New building promises to bolster pharmacy research, clinical practice

In many ways, the School of Pharmacy has felt detached from the University of Mississippi Medical Center.

School of Pharmacy

Photo by Jay Ferchaud

Lauren Love Compton, pharmacy resident, Travis King, fourth-year
pharmacy student, Leigh Ann Ross, associate dean of the School of
Pharmacy, and Wes Pierce, fourth-year pharmacy student, imagine the
new Pharmacy School building on the UMMC campus.

Its degree program is split between Oxford and Jackson, and most local classes are at the Jackson Medical Mall Thad Cochran Center. Faculty, paid through the University of Mississippi in Oxford, didn't even receive employee numbers here until three years ago.

But the growing school hopes to ease its separation anxiety with the construction of its own building on campus.

Construction of the School of Pharmacy building is scheduled to begin in the fall or early spring. The proposed two-story, 26,000-square-foot 'L'-shaped structure will consolidate a department now scattered over two miles. The school's leadership hopes the new building will increase student interaction with pharmacy faculty and the Medical Center as a whole.

"We are the newest school on campus," said Dr. Leigh Ann Ross, associate dean for clinical affairs in the School of Pharmacy. "And I believe having a designated place will increase our visibility and heighten awareness of our program."

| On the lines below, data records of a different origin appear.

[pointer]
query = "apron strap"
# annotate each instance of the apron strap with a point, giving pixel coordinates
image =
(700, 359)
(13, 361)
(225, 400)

During the school's first 38 years in Jackson, it's developed strong research collaborations with Medical Center colleagues, which complement the research efforts of the school in Oxford. The School of Pharmacy is listed regularly in the top five in research funding by the American Association of Colleges of Pharmacy.

In education, the school has implemented an innovative, problem-based learning curriculum that has been replicated by other schools (most recently by Auburn). Faculty also have been very involved in patient care and, in collaboration with the Medical Center, have established pharmacist-run clinics that received a Best Practice Award in 2003 from the American Society of Health System Pharmacists for innovations in a model pharmacy practice program.

Pharmacy students' pass rates on the national licensure exam exceeded 98 percent over the past seven years and have been 100 percent in four of the past seven.

"This new building will truly take our clinical teaching and research programs to the next level of accomplishment," said Dr. Barbara G. Wells, Pharmacy dean.

Dr. Barbara G. Wells

Dr. Barbara G. Wells,
Pharmacy Dean

Plans for the new building include 17 classrooms, offices and laboratory and clinical research space. An attached 160-seat auditorium will be equipped to allow lecturers to share live video with the Oxford campus.

The building costs about $9 million. The School of Pharmacy has some federal funding secured, as well as a commitment from the University of Mississippi. A capital campaign, called Promises to Keep, is under way to raise more funds.

The push for the new building came after the most recent assessment from the Accreditation Council for Pharmacy Education, the school's accrediting body. The ACPE cited serious concerns about the physical facilities on campus. Specifically, it encouraged the school to narrow the gap between the School of Pharmacy facilities — most at the Jackson Medical Mall — and the rest of the Medical Center.

The ACPE's concerns mirrored those of School of Pharmacy leadership. Administrators had realized pharmacy students were becoming increasingly isolated from the rest of the campus.

Pharmacy students split the seven-year program between Oxford and Jackson. In Oxford, they spend three years in pre-pharmacy and two in pharmacy school. Then they come to Jackson for a year of study followed by a year of advanced practice experience at an institution in the Mid-South.

Most pharmacy courses moved to the Jackson Medical Mall in 1998 when the school began offering a full Doctor of Pharmacy, or Pharm.D., which required students to spend more time in Jackson.

Susan Clark

Artist's rendering of the School of Pharmacy building.

"There are many wonderful aspects to the Jackson Medical Mall, including the patient-care activities," Ross said. "Our students participate on these activites during their clinical practice experiences, but for their classroom-based educational activities, it is vitally important that they become more a part of the UMMC student body on the main campus."

Pharmacy student Wes Pierce had a typical experience: He came to Jackson from Oxford not knowing many people. Now in his fourth year of the Pharm.D. program, he says he still doesn't know the Medical Center campus very well.

"We're considered students of UMMC while we're here, but we don't really feel like we're part of UMMC," he said. "Having a building on campus will get us better integrated into the UMMC community, help us feel more a part of the student body and then get us more involved in UMMC-related student affairs."

Recently, the school made headway on the integration issue. Pharm.D. students now attend student orientation. They also now have representation in the incorporated student body. They weren't a part of either before.

The school aims to increase annual Jackson enrollment from about 90 to more than 100 students, which the new building would amply accommodate.

"The new building symbolizes growth," said Lauren Love Compton, a pharmacy resident. "I think that having that permanent presence will create a center of learning excellence here."